Par cette requête enregistrée le 30 mai 2025, M. B... A..., représenté par Me Fratacci, demande au Tribunal :
1°) d’annuler l’arrêté du 30 avril 2025 par lequel le préfet de police a prononcé à son encontre une interdiction de retour sur le territoire français d’une durée de vingt-quatre mois et l’a informé qu’il faisait l’objet d’un signalement aux fins de non-admission dans le système d’information Schengen pour la durée de l’interdiction de séjour ;
2°) de mettre à la charge de l’Etat le versement de la somme de 2 000 euros sur le fondement des dispositions de l’article L. 761-1 du code de justice administrative.
Vu :
- le code de l’entrée et du séjour des étrangers et du droit d’asile ;
- le code de justice administrative.
Considérant ce qui suit :
1. M. A..., ressortissant camerounais, demande l’annulation de l’arrêté du 30 avril 2025 par lequel le préfet de police lui a interdit de retourner sur le territoire français pendant deux ans.
2. Aux termes de l’article R. 222-1 du code de justice administrative : « (…) les premiers vice-présidents des tribunaux (…) peuvent, par ordonnance : (…) 7° Rejeter, après l'expiration du délai de recours (…), les requêtes ne comportant que des moyens de légalité externe manifestement infondés (…) ou des moyens qui (…) ne sont manifestement pas assortis des précisions permettant d'en apprécier le bien-fondé (…) ».
3. En premier lieu, l’arrêté comporte les considérations de droit et de fait qui constituent le fondement de chacune des dispositions qu’il comporte. Le moyen tiré de l’insuffisante motivation de l’arrêté est ainsi manifestement infondé.
4. En deuxième lieu, les moyens tirés d’une méconnaissance des stipulations de l’article 8 de la convention de sauvegarde des droits de l’homme et des libertés fondamentales, de l’article L. 612-10 du code de l’entrée et du séjour des étrangers et du droit d’asile et d’une erreur manifeste d’appréciation qui ne sont assortis que de brefs développements, ne sont manifestement pas assortis des précisions permettant d’en apprécier le bien-fondé.
6. Dès lors que la requête de M. A... ne comporte que des moyens de légalité externe manifestement infondés ou qui ne sont manifestement pas assortis des précisions permettant d'en apprécier le bien-fondé, elle peut être rejetée sur le fondement des dispositions précitées du 7° de l’article R. 222-1 du code de justice administrative, en toutes ses conclusions.
O R D O N N E :
Article 1er : La requête susvisée de M. A... est rejetée.

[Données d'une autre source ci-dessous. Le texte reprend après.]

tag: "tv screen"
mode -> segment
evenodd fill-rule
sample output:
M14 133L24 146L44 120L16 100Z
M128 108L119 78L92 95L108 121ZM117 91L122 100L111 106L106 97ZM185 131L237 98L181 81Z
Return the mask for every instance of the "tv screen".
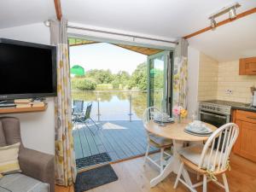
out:
M55 96L55 47L0 38L0 100Z

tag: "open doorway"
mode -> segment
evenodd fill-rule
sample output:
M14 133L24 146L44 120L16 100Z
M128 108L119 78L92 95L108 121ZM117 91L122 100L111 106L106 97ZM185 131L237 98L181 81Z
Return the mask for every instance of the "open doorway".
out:
M69 54L78 168L143 155L143 111L168 110L170 52L71 38Z

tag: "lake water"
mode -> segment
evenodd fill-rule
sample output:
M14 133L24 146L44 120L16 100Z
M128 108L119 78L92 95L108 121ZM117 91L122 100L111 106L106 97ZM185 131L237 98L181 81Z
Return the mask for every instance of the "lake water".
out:
M72 98L84 101L84 108L92 102L91 117L96 120L141 120L147 108L146 91L73 90Z

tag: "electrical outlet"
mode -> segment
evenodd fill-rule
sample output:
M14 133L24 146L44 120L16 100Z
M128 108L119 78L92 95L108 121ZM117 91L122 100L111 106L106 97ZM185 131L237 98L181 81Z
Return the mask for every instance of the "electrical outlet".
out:
M226 95L232 95L233 94L233 90L226 90Z

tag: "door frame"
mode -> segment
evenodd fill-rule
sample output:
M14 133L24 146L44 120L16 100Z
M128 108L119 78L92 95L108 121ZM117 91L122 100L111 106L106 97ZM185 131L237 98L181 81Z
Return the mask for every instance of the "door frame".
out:
M134 45L134 46L140 46L140 47L145 47L145 48L153 48L153 49L162 49L163 51L169 52L169 55L167 56L167 61L166 63L169 66L167 67L167 73L165 73L165 77L168 78L170 77L170 81L167 81L167 107L166 107L166 112L167 113L172 117L172 102L173 102L173 70L174 70L174 59L173 59L173 53L175 50L175 46L167 46L167 45L158 45L158 44L146 44L146 43L139 43L139 42L135 42L133 41L128 41L128 40L119 40L119 39L114 39L114 38L101 38L101 37L96 37L96 36L90 36L90 35L84 35L84 34L77 34L73 32L67 32L67 38L81 38L81 39L85 39L85 40L91 40L91 41L96 41L99 43L108 43L108 44L121 44L124 45ZM69 51L69 48L68 48ZM149 55L151 56L151 55ZM148 61L147 61L147 69L148 68ZM166 76L166 74L167 74ZM148 75L148 72L147 70L147 75ZM147 92L148 92L148 88L147 88ZM149 101L149 100L148 100ZM148 106L148 96L147 96L147 105Z
M166 97L166 113L172 116L172 100L173 100L173 51L163 50L162 52L148 56L147 60L147 106L150 107L150 60L159 56L164 55L164 79L165 90L164 94ZM168 80L170 79L170 80Z

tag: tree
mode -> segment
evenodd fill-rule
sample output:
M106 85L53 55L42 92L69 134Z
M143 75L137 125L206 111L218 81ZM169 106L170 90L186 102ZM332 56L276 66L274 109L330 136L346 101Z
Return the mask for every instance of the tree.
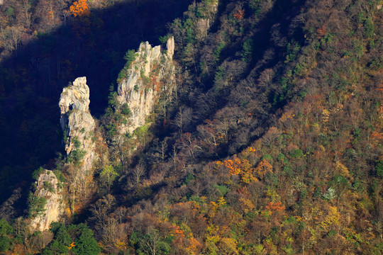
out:
M79 0L73 3L70 11L74 17L89 16L89 8L87 0Z
M116 178L118 176L118 173L114 170L113 166L105 166L102 168L100 173L101 181L105 183L108 189L108 193L110 193L111 186Z
M96 255L101 252L97 242L93 237L93 231L85 224L80 224L80 235L76 239L75 245L72 249L77 255Z
M174 123L179 129L179 135L182 134L185 126L192 121L192 110L190 108L181 106L174 118Z

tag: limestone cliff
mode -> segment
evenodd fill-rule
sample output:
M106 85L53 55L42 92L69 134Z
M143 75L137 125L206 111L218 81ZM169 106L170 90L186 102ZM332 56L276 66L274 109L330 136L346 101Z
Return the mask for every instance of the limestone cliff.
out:
M162 52L161 46L152 47L149 42L142 42L118 84L117 100L121 105L126 103L131 110L127 123L118 127L121 134L132 133L144 125L160 96L173 87L175 68L172 37L167 40L167 49Z
M34 203L41 201L43 198L45 205L31 220L30 226L33 231L46 230L50 223L60 220L64 207L62 188L59 188L57 184L57 178L52 171L45 169L40 174L33 198Z
M59 103L67 155L74 161L81 160L83 172L91 169L95 159L91 140L95 123L89 113L89 103L86 77L77 78L73 85L64 88Z

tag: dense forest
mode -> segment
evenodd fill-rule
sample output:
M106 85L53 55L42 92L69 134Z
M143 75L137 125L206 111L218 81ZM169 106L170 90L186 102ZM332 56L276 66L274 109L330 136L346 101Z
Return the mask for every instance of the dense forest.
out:
M4 0L0 251L382 254L382 4ZM175 82L122 134L140 42L172 37ZM86 152L65 154L57 104L85 76L98 158L74 193ZM33 231L43 169L65 212Z

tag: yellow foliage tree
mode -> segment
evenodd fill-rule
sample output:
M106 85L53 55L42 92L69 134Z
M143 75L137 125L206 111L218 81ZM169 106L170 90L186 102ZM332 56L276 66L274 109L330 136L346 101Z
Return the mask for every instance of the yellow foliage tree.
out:
M245 183L257 181L252 175L254 168L248 159L241 159L235 157L234 159L227 159L223 162L218 161L217 165L223 165L228 170L230 175L239 175L241 181Z
M70 11L74 17L77 16L89 16L89 8L87 0L79 0L73 3L73 5L70 7Z

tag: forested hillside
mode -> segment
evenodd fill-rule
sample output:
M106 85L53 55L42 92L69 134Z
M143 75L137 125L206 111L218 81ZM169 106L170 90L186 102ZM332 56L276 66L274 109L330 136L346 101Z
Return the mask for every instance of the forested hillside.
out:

Article 2 : La présente ordonnance sera notifiée à M. B... A....
Fait à Montreuil, le 6 janvier 2026.
Le premier vice-président,
P. Le Garzic
La République mande et ordonne au préfet de police en ce qui la concerne ou à tous commissaires de justice à ce requis en ce qui concerne les voies de droit commun contre les parties privées, de pourvoir à l'exécution de la présente décision.